Her job calls for her to educate the athlete about the repercussions of their risks on the field and following the proper protocol following an injury, specifically for concussions.

Her interest in concussions started long before she was hired by the NFL as she spent all of her post-graduate studies after Sacred Heart University working on their causes and treatments. That included her time at the University of Florida, where she earned a masters in physiology and kinesiology, her job at Virginia Tech Athletics as part of the NCAA-DoD collaboration, and a position at University of Georgia as a researcher as part of the same collaborative.

“I originally got involved with studying concussions at Sacred Heart,” she said. “And from there I found concussions were different and they challenged me. It made the person to implement best practices. What we found then what we doing was not the best care for treating concussions.”

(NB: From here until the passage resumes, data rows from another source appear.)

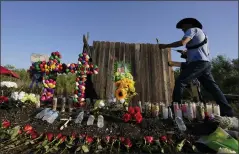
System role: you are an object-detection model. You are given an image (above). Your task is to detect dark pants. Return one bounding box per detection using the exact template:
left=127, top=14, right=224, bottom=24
left=172, top=61, right=234, bottom=117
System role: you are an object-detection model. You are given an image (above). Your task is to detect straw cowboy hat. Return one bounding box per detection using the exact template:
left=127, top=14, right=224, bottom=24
left=176, top=18, right=203, bottom=29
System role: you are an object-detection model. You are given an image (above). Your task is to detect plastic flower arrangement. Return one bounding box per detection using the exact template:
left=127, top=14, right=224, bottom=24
left=11, top=91, right=38, bottom=104
left=113, top=62, right=137, bottom=108
left=0, top=81, right=18, bottom=88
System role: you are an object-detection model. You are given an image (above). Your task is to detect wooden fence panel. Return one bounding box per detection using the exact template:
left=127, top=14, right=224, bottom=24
left=91, top=41, right=174, bottom=105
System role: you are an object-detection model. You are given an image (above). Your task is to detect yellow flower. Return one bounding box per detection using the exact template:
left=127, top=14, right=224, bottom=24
left=115, top=88, right=127, bottom=100
left=129, top=84, right=135, bottom=92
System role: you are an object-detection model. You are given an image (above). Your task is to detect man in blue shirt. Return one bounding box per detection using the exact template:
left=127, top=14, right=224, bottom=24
left=158, top=18, right=234, bottom=117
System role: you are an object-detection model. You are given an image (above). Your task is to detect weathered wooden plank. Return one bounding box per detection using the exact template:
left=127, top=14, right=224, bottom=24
left=120, top=42, right=125, bottom=61
left=156, top=45, right=163, bottom=102
left=139, top=44, right=145, bottom=103
left=134, top=43, right=141, bottom=106
left=168, top=61, right=181, bottom=67
left=146, top=44, right=151, bottom=102
left=162, top=49, right=169, bottom=104
left=99, top=42, right=106, bottom=99
left=92, top=41, right=100, bottom=93
left=150, top=44, right=156, bottom=102
left=143, top=44, right=149, bottom=102
left=115, top=42, right=120, bottom=61
left=167, top=49, right=174, bottom=103
left=129, top=43, right=136, bottom=106
left=105, top=42, right=111, bottom=99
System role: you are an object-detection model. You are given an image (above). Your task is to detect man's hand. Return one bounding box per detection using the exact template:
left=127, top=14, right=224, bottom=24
left=176, top=50, right=187, bottom=54
left=158, top=44, right=168, bottom=49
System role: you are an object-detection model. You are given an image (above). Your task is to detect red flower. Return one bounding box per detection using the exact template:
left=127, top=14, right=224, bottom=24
left=79, top=134, right=86, bottom=139
left=2, top=120, right=10, bottom=128
left=160, top=136, right=167, bottom=142
left=119, top=137, right=125, bottom=143
left=111, top=136, right=117, bottom=142
left=3, top=97, right=8, bottom=102
left=105, top=136, right=110, bottom=143
left=124, top=138, right=132, bottom=148
left=0, top=96, right=8, bottom=103
left=30, top=131, right=38, bottom=139
left=59, top=136, right=67, bottom=143
left=128, top=107, right=135, bottom=115
left=123, top=113, right=131, bottom=122
left=71, top=132, right=76, bottom=140
left=144, top=136, right=154, bottom=144
left=134, top=106, right=141, bottom=113
left=134, top=112, right=143, bottom=123
left=18, top=129, right=22, bottom=134
left=24, top=124, right=33, bottom=133
left=56, top=133, right=62, bottom=140
left=46, top=133, right=54, bottom=141
left=204, top=112, right=209, bottom=118
left=86, top=136, right=94, bottom=144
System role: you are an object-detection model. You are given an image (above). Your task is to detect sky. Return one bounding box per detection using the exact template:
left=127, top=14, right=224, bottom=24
left=1, top=1, right=238, bottom=69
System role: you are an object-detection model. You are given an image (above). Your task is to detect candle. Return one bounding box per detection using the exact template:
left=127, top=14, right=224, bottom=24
left=173, top=102, right=179, bottom=115
left=187, top=103, right=194, bottom=120
left=138, top=101, right=142, bottom=113
left=68, top=97, right=73, bottom=112
left=176, top=108, right=183, bottom=119
left=146, top=102, right=152, bottom=117
left=206, top=103, right=213, bottom=115
left=213, top=104, right=220, bottom=116
left=152, top=103, right=159, bottom=117
left=52, top=97, right=58, bottom=111
left=192, top=102, right=196, bottom=119
left=168, top=107, right=173, bottom=119
left=61, top=97, right=66, bottom=112
left=163, top=106, right=168, bottom=119
left=200, top=103, right=205, bottom=120
left=181, top=103, right=188, bottom=118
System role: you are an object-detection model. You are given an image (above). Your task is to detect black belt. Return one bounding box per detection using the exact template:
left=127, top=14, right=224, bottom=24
left=186, top=37, right=208, bottom=50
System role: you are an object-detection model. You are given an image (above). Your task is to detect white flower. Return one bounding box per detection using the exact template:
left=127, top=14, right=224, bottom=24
left=18, top=91, right=26, bottom=100
left=120, top=99, right=125, bottom=104
left=98, top=100, right=105, bottom=108
left=0, top=81, right=18, bottom=88
left=217, top=147, right=236, bottom=154
left=11, top=92, right=19, bottom=101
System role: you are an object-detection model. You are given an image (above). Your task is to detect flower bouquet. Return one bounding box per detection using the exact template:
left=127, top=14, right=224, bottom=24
left=0, top=81, right=18, bottom=96
left=113, top=62, right=137, bottom=110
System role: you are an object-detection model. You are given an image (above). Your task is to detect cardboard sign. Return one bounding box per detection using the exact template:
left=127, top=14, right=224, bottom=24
left=31, top=53, right=49, bottom=63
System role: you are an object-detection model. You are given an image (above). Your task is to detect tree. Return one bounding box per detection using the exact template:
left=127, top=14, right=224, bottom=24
left=4, top=64, right=16, bottom=70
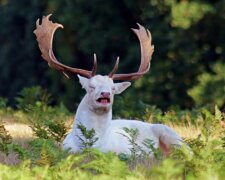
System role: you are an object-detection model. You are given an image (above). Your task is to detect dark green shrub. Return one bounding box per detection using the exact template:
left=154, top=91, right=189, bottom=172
left=188, top=62, right=225, bottom=108
left=16, top=86, right=51, bottom=111
left=0, top=97, right=8, bottom=109
left=27, top=102, right=69, bottom=142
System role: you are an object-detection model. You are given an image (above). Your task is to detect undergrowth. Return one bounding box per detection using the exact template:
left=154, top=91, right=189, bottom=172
left=0, top=86, right=224, bottom=179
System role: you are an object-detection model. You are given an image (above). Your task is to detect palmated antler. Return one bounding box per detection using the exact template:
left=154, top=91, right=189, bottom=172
left=109, top=23, right=154, bottom=80
left=34, top=14, right=97, bottom=78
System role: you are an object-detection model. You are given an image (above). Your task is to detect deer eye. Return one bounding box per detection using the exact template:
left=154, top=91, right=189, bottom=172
left=112, top=87, right=116, bottom=93
left=89, top=86, right=95, bottom=90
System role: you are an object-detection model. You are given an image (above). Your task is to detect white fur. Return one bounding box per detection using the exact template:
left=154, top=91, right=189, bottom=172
left=62, top=75, right=183, bottom=155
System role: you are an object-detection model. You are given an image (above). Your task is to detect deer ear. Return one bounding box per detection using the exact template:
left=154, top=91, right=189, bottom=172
left=114, top=82, right=131, bottom=94
left=77, top=75, right=89, bottom=90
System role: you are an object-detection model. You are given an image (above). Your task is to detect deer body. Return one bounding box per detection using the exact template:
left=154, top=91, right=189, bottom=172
left=34, top=15, right=184, bottom=156
left=62, top=75, right=183, bottom=155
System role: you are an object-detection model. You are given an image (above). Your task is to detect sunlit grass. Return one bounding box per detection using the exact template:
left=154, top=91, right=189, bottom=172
left=4, top=123, right=34, bottom=147
left=3, top=121, right=202, bottom=145
left=168, top=123, right=201, bottom=139
left=4, top=123, right=33, bottom=139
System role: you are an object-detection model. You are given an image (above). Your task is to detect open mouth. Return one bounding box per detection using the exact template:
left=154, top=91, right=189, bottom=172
left=96, top=98, right=110, bottom=104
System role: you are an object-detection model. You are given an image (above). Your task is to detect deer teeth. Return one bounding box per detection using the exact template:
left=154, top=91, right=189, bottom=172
left=97, top=98, right=110, bottom=103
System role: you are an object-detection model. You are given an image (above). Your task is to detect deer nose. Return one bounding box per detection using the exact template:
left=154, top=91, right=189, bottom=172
left=101, top=92, right=110, bottom=97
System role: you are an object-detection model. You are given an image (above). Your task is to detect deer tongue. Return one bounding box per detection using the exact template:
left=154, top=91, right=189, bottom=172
left=101, top=99, right=108, bottom=104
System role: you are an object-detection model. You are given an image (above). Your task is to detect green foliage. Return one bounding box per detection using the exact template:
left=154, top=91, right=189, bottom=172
left=0, top=0, right=225, bottom=110
left=143, top=133, right=225, bottom=179
left=0, top=0, right=49, bottom=105
left=142, top=139, right=162, bottom=160
left=0, top=149, right=131, bottom=179
left=26, top=100, right=69, bottom=142
left=28, top=139, right=68, bottom=166
left=16, top=86, right=51, bottom=111
left=188, top=62, right=225, bottom=108
left=16, top=86, right=70, bottom=142
left=120, top=127, right=142, bottom=162
left=0, top=97, right=8, bottom=109
left=77, top=123, right=99, bottom=150
left=0, top=97, right=225, bottom=179
left=119, top=127, right=162, bottom=169
left=200, top=106, right=222, bottom=141
left=74, top=149, right=129, bottom=177
left=114, top=95, right=149, bottom=119
left=171, top=1, right=213, bottom=29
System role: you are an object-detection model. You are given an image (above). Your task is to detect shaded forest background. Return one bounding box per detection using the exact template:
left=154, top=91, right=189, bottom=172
left=0, top=0, right=224, bottom=111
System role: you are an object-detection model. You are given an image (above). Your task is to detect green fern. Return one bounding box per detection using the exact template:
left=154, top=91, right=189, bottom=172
left=77, top=123, right=99, bottom=150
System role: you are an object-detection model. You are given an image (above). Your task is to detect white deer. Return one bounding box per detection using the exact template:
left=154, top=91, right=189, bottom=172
left=34, top=15, right=184, bottom=156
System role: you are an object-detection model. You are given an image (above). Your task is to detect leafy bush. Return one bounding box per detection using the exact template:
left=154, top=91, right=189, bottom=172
left=14, top=86, right=70, bottom=142
left=26, top=102, right=69, bottom=142
left=15, top=86, right=51, bottom=111
left=188, top=62, right=225, bottom=108
left=171, top=1, right=213, bottom=29
left=0, top=97, right=8, bottom=109
left=113, top=95, right=150, bottom=119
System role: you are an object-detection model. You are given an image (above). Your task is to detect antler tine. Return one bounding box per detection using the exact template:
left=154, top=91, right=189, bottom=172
left=111, top=23, right=154, bottom=81
left=108, top=56, right=119, bottom=78
left=34, top=14, right=96, bottom=79
left=91, top=53, right=97, bottom=76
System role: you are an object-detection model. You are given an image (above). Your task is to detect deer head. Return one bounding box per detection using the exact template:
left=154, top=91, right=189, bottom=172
left=77, top=75, right=131, bottom=113
left=34, top=14, right=154, bottom=113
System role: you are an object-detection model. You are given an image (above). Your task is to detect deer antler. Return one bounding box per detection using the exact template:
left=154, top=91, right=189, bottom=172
left=34, top=14, right=97, bottom=78
left=109, top=23, right=154, bottom=80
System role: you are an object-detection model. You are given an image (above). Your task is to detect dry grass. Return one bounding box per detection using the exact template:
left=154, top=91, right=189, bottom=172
left=4, top=123, right=33, bottom=139
left=168, top=123, right=201, bottom=139
left=3, top=123, right=34, bottom=147
left=0, top=123, right=33, bottom=165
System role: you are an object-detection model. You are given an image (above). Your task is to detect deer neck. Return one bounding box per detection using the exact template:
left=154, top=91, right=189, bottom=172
left=73, top=94, right=112, bottom=135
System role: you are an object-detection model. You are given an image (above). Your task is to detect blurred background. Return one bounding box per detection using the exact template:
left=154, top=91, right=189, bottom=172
left=0, top=0, right=224, bottom=112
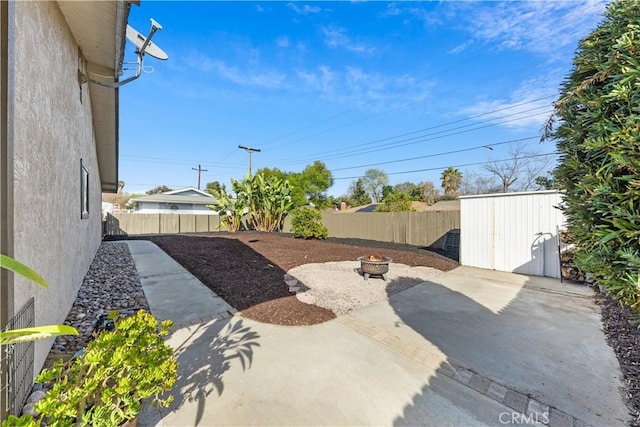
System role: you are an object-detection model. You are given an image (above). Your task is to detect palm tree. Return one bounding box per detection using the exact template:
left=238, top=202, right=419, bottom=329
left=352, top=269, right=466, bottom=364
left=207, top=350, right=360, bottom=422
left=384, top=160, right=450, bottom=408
left=441, top=167, right=462, bottom=199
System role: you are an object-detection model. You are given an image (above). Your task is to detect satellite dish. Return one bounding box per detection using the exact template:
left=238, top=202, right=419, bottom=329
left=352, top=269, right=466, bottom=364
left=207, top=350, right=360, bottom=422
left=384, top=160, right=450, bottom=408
left=126, top=19, right=168, bottom=60
left=82, top=18, right=167, bottom=88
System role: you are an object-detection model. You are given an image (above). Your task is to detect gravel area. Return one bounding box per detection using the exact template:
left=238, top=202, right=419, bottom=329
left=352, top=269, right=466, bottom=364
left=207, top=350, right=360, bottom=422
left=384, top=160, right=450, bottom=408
left=43, top=242, right=149, bottom=368
left=141, top=232, right=457, bottom=326
left=287, top=261, right=442, bottom=316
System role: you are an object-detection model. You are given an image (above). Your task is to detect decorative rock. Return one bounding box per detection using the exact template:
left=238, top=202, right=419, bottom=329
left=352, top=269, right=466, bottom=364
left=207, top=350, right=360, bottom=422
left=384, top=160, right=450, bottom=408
left=284, top=276, right=298, bottom=287
left=26, top=390, right=45, bottom=404
left=40, top=242, right=151, bottom=373
left=21, top=403, right=39, bottom=417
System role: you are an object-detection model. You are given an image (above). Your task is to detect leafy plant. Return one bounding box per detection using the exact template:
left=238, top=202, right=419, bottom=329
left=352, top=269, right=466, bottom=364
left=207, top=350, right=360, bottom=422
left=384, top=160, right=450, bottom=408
left=543, top=0, right=640, bottom=310
left=375, top=192, right=415, bottom=212
left=0, top=255, right=78, bottom=345
left=208, top=184, right=249, bottom=232
left=236, top=174, right=294, bottom=232
left=4, top=310, right=177, bottom=427
left=291, top=207, right=328, bottom=239
left=441, top=167, right=462, bottom=198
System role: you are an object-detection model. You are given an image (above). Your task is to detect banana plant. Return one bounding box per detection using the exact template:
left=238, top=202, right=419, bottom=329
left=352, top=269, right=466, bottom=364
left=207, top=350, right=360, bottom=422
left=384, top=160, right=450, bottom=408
left=0, top=255, right=78, bottom=345
left=243, top=174, right=293, bottom=232
left=208, top=184, right=249, bottom=232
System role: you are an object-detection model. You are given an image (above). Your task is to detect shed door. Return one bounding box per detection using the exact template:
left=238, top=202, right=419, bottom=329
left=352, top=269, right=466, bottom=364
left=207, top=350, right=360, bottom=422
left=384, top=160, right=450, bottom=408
left=461, top=192, right=564, bottom=278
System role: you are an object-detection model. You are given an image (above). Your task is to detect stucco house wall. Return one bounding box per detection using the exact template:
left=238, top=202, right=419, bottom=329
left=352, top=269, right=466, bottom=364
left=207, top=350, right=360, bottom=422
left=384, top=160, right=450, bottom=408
left=11, top=1, right=104, bottom=373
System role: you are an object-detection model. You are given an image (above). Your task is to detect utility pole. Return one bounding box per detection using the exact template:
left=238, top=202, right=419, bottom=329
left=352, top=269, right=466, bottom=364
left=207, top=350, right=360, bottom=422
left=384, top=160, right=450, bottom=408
left=192, top=164, right=208, bottom=190
left=238, top=145, right=261, bottom=176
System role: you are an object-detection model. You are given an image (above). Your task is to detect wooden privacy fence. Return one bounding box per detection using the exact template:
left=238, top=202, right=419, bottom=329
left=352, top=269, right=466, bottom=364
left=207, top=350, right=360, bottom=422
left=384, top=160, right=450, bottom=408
left=104, top=210, right=459, bottom=249
left=316, top=211, right=460, bottom=248
left=104, top=213, right=221, bottom=235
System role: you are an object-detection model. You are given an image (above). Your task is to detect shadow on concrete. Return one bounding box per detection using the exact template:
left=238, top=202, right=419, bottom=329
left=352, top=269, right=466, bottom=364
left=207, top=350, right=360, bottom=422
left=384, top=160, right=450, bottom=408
left=382, top=273, right=627, bottom=426
left=157, top=318, right=260, bottom=426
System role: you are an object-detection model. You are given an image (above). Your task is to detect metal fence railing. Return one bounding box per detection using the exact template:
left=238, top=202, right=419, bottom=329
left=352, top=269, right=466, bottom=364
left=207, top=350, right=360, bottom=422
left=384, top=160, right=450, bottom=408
left=2, top=297, right=35, bottom=417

As director of health and innovation, Langon has worked with various league officials on initiatives geared toward player longevity and safety. That included the league’s first health safety conference in March, which included sports performance support staff from every NFL team.

Interest in athletic training

So, how did the Athens, Georgia, resident get the bug to become an athletic trainer and study concussions?

“So, I have always been an avid sports fan,” she said. “It was one of those things. I have a passion for helping people. It was a way to combine those two things. I originally wanted to pursue a degree in physical therapy. But as I got more acclimated with athletic training and what an athletic trainer does, I decided I wanted to stick with it.”

Coupled with her passion to provide a safe playing environment for all athletes in both the collegiate and professional levels and her curiosity with concussions, Langon decided to take the jump to the NFL from the University of Georgia last year.

“I always tell people there are few things in life that offer people a sense of community and sports being one of those,” she said. “If I can help make the sport safer and contribute to it as a whole, I believe it would be rewarding.”